Not all building defects or damage can be corrected immediately. Sometimes business owners do not have the personnel on hand to fix the problem and need to call in a contractor. In other cases, a spill or a defect will have to be corrected during business hours. Commonly, a store or a shop may put someone to work mopping up a spill with a yellow sign that warns store patrons of a wet floor.

However, warning signs do not fully abolish the possibility of premises liability. According to Forbes, a warning sign should be very noticeable. For example, most warning signs are in bright yellow, which catches the human eye much more strongly than many other colors. Since yellow is commonly known as a color denoting caution, a yellow sign typically will make people think there is a problem up ahead.

Consequently, if a warning sign is not placed in a location where it will be spotted and a person gets hurt, the injury victim could claim that the owner did not take all the appropriate steps to protect people from getting injured.

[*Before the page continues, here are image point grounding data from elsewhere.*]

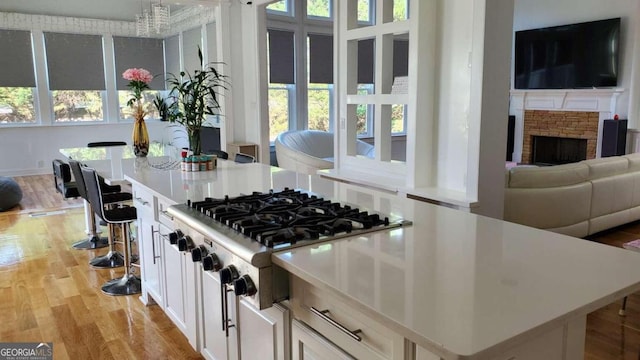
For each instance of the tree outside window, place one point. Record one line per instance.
(77, 105)
(16, 105)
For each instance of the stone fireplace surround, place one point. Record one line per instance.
(564, 113)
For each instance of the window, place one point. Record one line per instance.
(17, 81)
(319, 9)
(282, 7)
(279, 100)
(282, 85)
(16, 105)
(365, 11)
(144, 53)
(76, 76)
(319, 106)
(77, 105)
(300, 61)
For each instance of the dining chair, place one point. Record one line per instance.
(112, 195)
(244, 158)
(106, 143)
(129, 283)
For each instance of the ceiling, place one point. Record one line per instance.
(123, 10)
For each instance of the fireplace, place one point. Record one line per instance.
(553, 150)
(572, 125)
(565, 113)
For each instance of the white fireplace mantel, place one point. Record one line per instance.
(602, 101)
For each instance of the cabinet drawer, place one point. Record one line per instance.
(334, 319)
(163, 216)
(144, 200)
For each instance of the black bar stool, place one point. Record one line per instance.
(129, 283)
(112, 195)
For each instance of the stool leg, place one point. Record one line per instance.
(128, 284)
(623, 309)
(112, 259)
(94, 241)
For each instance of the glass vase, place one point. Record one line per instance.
(140, 138)
(194, 141)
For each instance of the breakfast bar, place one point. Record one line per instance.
(450, 285)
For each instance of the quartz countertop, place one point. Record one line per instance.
(454, 283)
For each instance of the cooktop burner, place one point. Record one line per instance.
(287, 216)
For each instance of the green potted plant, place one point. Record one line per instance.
(194, 96)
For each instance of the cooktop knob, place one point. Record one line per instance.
(244, 286)
(229, 274)
(174, 236)
(185, 243)
(198, 253)
(211, 262)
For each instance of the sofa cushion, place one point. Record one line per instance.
(634, 161)
(610, 166)
(549, 176)
(547, 208)
(612, 194)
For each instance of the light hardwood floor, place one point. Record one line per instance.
(49, 293)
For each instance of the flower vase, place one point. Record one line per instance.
(194, 141)
(140, 138)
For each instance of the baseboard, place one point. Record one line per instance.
(24, 172)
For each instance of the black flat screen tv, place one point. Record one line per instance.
(574, 56)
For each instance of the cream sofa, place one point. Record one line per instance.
(307, 151)
(576, 199)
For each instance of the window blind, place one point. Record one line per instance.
(366, 56)
(172, 54)
(320, 59)
(144, 53)
(16, 59)
(281, 57)
(400, 58)
(191, 40)
(74, 61)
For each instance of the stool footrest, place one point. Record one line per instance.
(112, 259)
(126, 285)
(93, 242)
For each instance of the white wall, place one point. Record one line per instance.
(30, 150)
(529, 14)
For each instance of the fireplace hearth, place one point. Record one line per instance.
(553, 150)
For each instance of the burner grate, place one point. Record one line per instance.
(286, 217)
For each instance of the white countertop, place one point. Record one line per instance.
(460, 283)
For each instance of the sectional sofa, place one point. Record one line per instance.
(576, 199)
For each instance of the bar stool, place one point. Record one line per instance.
(112, 195)
(129, 283)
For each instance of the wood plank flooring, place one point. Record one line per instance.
(48, 293)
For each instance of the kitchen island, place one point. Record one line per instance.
(452, 285)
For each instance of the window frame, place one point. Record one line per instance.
(104, 102)
(302, 25)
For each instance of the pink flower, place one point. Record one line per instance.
(135, 74)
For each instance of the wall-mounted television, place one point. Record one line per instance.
(573, 56)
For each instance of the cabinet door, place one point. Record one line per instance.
(150, 252)
(263, 332)
(174, 265)
(306, 344)
(214, 340)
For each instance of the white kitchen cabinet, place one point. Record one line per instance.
(149, 248)
(175, 263)
(343, 324)
(149, 242)
(252, 335)
(181, 304)
(307, 344)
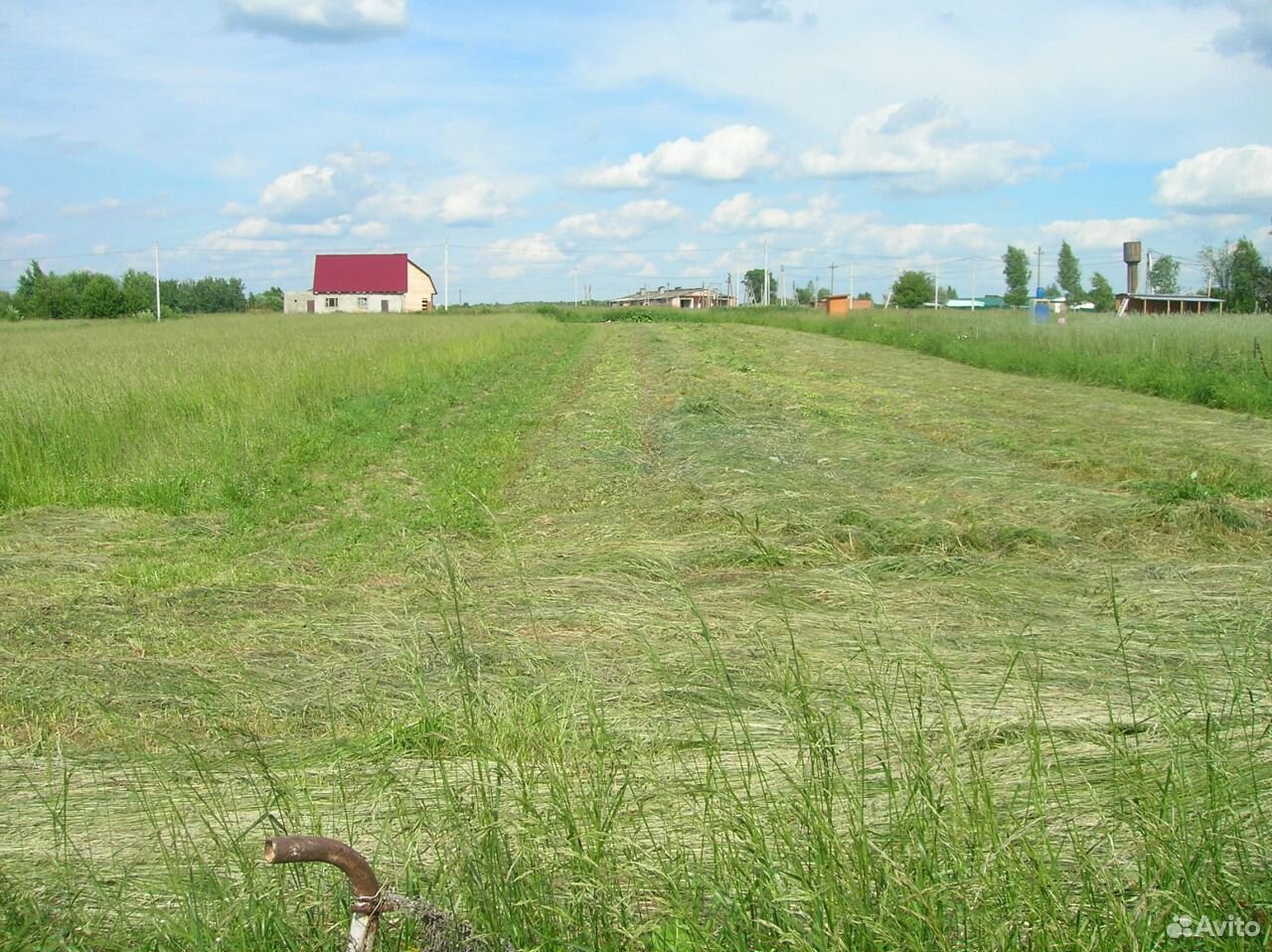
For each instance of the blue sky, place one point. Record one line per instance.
(631, 144)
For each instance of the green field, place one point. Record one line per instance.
(1206, 359)
(621, 637)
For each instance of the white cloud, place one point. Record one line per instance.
(920, 148)
(744, 10)
(317, 191)
(723, 155)
(744, 212)
(302, 189)
(871, 236)
(322, 21)
(454, 203)
(514, 256)
(1220, 178)
(1252, 33)
(1103, 232)
(259, 227)
(480, 204)
(91, 208)
(626, 222)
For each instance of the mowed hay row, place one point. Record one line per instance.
(743, 638)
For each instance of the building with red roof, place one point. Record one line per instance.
(385, 284)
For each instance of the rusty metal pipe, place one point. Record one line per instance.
(368, 902)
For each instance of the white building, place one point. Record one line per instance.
(364, 282)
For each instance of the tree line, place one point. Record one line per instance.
(1235, 272)
(90, 294)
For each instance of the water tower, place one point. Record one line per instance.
(1132, 254)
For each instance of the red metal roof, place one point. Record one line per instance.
(360, 274)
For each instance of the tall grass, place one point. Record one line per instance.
(232, 411)
(863, 812)
(1220, 362)
(731, 663)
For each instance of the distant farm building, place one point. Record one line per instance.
(1136, 303)
(989, 300)
(1168, 304)
(686, 298)
(843, 304)
(364, 282)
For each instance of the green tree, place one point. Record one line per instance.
(266, 300)
(1016, 274)
(99, 297)
(912, 289)
(31, 295)
(1102, 293)
(1164, 275)
(754, 284)
(1068, 272)
(139, 291)
(1218, 266)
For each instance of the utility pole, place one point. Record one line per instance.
(1038, 286)
(764, 293)
(158, 313)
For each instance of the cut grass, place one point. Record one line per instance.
(1199, 359)
(884, 653)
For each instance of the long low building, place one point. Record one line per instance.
(364, 282)
(687, 298)
(1168, 304)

Additionally, a person may claim negligence on the part of the owner if the warning sign does not project a clear warning like “Do not enter” or “Wet floor.”  

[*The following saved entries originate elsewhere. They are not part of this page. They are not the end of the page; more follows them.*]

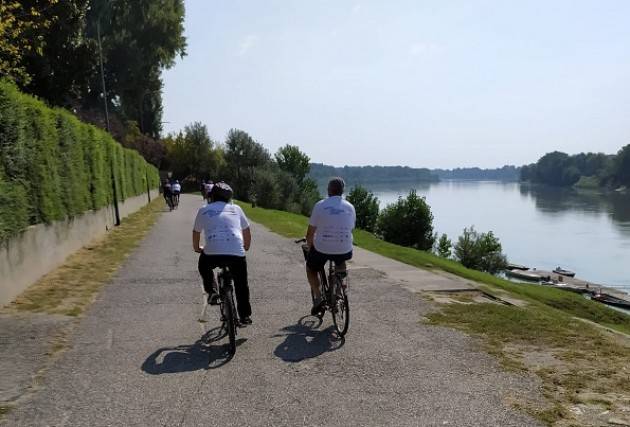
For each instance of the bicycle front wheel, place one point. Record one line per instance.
(230, 319)
(341, 309)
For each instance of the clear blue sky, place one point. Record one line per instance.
(417, 83)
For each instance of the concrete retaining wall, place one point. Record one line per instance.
(41, 248)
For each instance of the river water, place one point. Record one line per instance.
(540, 227)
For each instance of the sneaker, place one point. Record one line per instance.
(317, 307)
(213, 298)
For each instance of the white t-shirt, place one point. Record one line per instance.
(334, 218)
(222, 225)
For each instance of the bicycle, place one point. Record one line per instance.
(334, 293)
(227, 307)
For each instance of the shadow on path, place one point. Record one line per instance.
(304, 341)
(191, 357)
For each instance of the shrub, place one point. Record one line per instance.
(444, 246)
(480, 251)
(366, 207)
(53, 166)
(408, 222)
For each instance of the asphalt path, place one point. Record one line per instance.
(140, 357)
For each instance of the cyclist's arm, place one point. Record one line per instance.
(310, 234)
(196, 238)
(247, 238)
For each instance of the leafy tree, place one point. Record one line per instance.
(480, 251)
(21, 27)
(444, 246)
(243, 156)
(192, 154)
(621, 166)
(408, 222)
(366, 206)
(290, 159)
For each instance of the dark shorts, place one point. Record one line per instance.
(316, 260)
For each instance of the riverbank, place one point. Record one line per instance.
(562, 338)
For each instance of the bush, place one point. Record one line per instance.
(480, 251)
(53, 166)
(366, 207)
(408, 222)
(444, 246)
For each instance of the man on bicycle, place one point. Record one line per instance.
(329, 237)
(177, 189)
(227, 237)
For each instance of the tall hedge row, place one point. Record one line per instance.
(53, 166)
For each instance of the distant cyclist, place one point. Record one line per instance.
(177, 189)
(227, 237)
(329, 236)
(167, 189)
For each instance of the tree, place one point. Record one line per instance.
(140, 39)
(243, 156)
(480, 251)
(621, 167)
(408, 222)
(444, 246)
(366, 207)
(21, 27)
(290, 159)
(192, 154)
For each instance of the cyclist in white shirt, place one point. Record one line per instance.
(227, 237)
(329, 236)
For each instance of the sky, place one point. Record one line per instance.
(436, 84)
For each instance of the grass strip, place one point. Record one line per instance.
(71, 288)
(294, 226)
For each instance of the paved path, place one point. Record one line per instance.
(137, 357)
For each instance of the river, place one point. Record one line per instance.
(541, 227)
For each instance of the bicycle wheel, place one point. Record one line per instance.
(341, 309)
(230, 318)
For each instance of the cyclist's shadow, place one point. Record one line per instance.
(304, 341)
(202, 354)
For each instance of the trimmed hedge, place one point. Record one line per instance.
(54, 166)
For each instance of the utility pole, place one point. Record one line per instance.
(111, 165)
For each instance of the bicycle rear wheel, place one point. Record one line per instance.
(229, 312)
(341, 308)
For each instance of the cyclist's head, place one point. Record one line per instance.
(221, 192)
(336, 186)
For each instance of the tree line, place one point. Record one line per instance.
(278, 181)
(393, 174)
(592, 170)
(50, 49)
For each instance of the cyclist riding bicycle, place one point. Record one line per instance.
(227, 237)
(177, 189)
(329, 237)
(167, 189)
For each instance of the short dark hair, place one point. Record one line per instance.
(336, 186)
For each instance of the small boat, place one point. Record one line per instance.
(561, 271)
(611, 300)
(512, 266)
(523, 275)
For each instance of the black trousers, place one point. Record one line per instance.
(238, 268)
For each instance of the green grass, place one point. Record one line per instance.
(294, 226)
(71, 288)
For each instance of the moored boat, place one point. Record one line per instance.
(611, 300)
(512, 266)
(561, 271)
(523, 275)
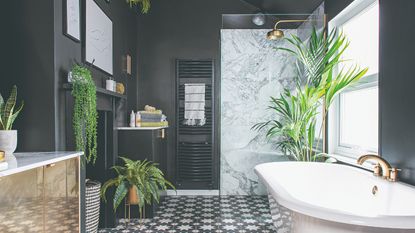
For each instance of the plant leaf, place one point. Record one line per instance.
(120, 194)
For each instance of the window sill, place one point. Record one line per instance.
(368, 165)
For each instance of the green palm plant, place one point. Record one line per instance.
(8, 110)
(143, 176)
(317, 87)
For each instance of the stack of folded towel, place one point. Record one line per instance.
(151, 117)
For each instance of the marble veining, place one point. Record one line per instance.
(252, 71)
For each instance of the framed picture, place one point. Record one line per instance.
(72, 19)
(98, 38)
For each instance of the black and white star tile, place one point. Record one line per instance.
(202, 214)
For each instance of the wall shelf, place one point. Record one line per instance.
(100, 90)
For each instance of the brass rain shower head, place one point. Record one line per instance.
(276, 33)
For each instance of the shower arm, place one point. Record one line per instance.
(288, 21)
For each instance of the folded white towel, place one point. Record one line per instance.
(194, 108)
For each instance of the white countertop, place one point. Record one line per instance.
(141, 128)
(25, 161)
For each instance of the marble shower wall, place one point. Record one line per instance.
(252, 71)
(315, 20)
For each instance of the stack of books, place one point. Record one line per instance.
(152, 117)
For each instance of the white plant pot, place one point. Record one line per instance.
(8, 141)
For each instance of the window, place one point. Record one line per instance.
(353, 118)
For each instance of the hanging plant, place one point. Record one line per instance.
(144, 4)
(85, 112)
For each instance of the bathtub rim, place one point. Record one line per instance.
(381, 221)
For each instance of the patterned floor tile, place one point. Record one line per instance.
(202, 214)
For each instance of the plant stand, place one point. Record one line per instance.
(127, 212)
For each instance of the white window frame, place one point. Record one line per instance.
(334, 145)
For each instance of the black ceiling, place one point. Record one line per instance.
(285, 6)
(275, 10)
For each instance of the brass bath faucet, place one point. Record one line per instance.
(382, 168)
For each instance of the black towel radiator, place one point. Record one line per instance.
(195, 160)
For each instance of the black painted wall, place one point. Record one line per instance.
(36, 56)
(27, 61)
(396, 85)
(186, 29)
(396, 82)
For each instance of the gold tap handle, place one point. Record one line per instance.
(377, 170)
(394, 174)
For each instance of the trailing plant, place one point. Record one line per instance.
(143, 176)
(317, 86)
(85, 112)
(8, 110)
(144, 4)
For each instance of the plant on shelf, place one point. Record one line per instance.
(85, 112)
(144, 4)
(8, 110)
(141, 180)
(317, 85)
(8, 114)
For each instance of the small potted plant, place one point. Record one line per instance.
(8, 114)
(144, 4)
(141, 180)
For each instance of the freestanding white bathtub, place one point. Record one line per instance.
(332, 198)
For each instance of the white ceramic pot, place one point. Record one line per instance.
(8, 141)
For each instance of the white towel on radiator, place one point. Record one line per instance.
(194, 104)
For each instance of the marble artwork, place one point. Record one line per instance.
(252, 71)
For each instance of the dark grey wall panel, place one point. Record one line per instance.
(396, 85)
(28, 53)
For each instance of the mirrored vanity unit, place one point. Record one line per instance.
(40, 192)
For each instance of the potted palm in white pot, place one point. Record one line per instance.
(8, 114)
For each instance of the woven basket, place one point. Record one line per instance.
(92, 195)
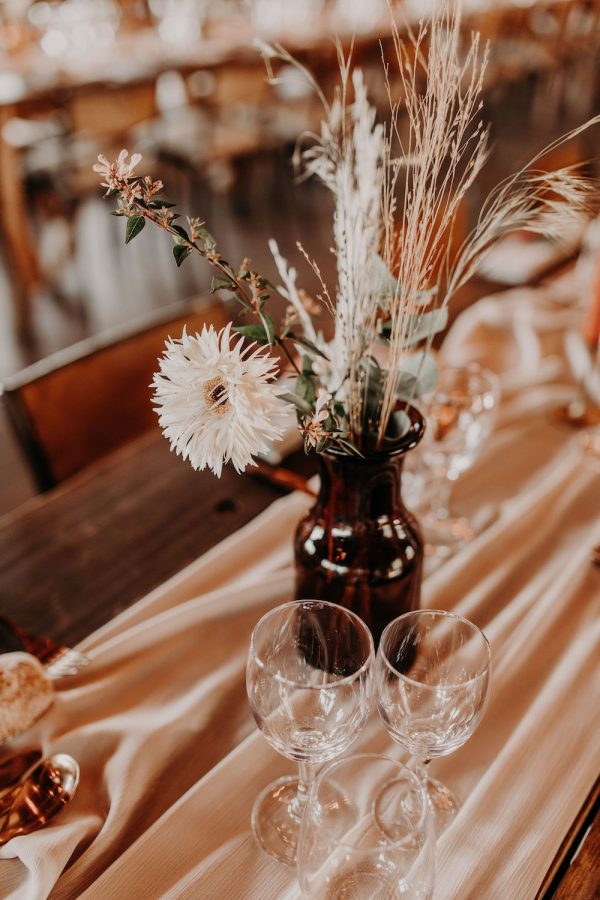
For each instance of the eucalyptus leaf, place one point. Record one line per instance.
(221, 282)
(135, 224)
(419, 376)
(301, 405)
(426, 325)
(306, 388)
(180, 253)
(252, 332)
(181, 232)
(269, 327)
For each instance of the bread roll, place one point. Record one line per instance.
(25, 693)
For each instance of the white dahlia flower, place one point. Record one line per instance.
(217, 402)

FindLaw also describes instances in which a simple “do not enter” sign may not be enough. It depends on the intent of the sign. If the sign is a general warning to trespassers to stay away from the property, people who trespass anyway could still claim the owner was negligent if the property contains unsafe conditions which the sign did not warn about. The property owner or renter should still put up warnings about specific problems with the premises.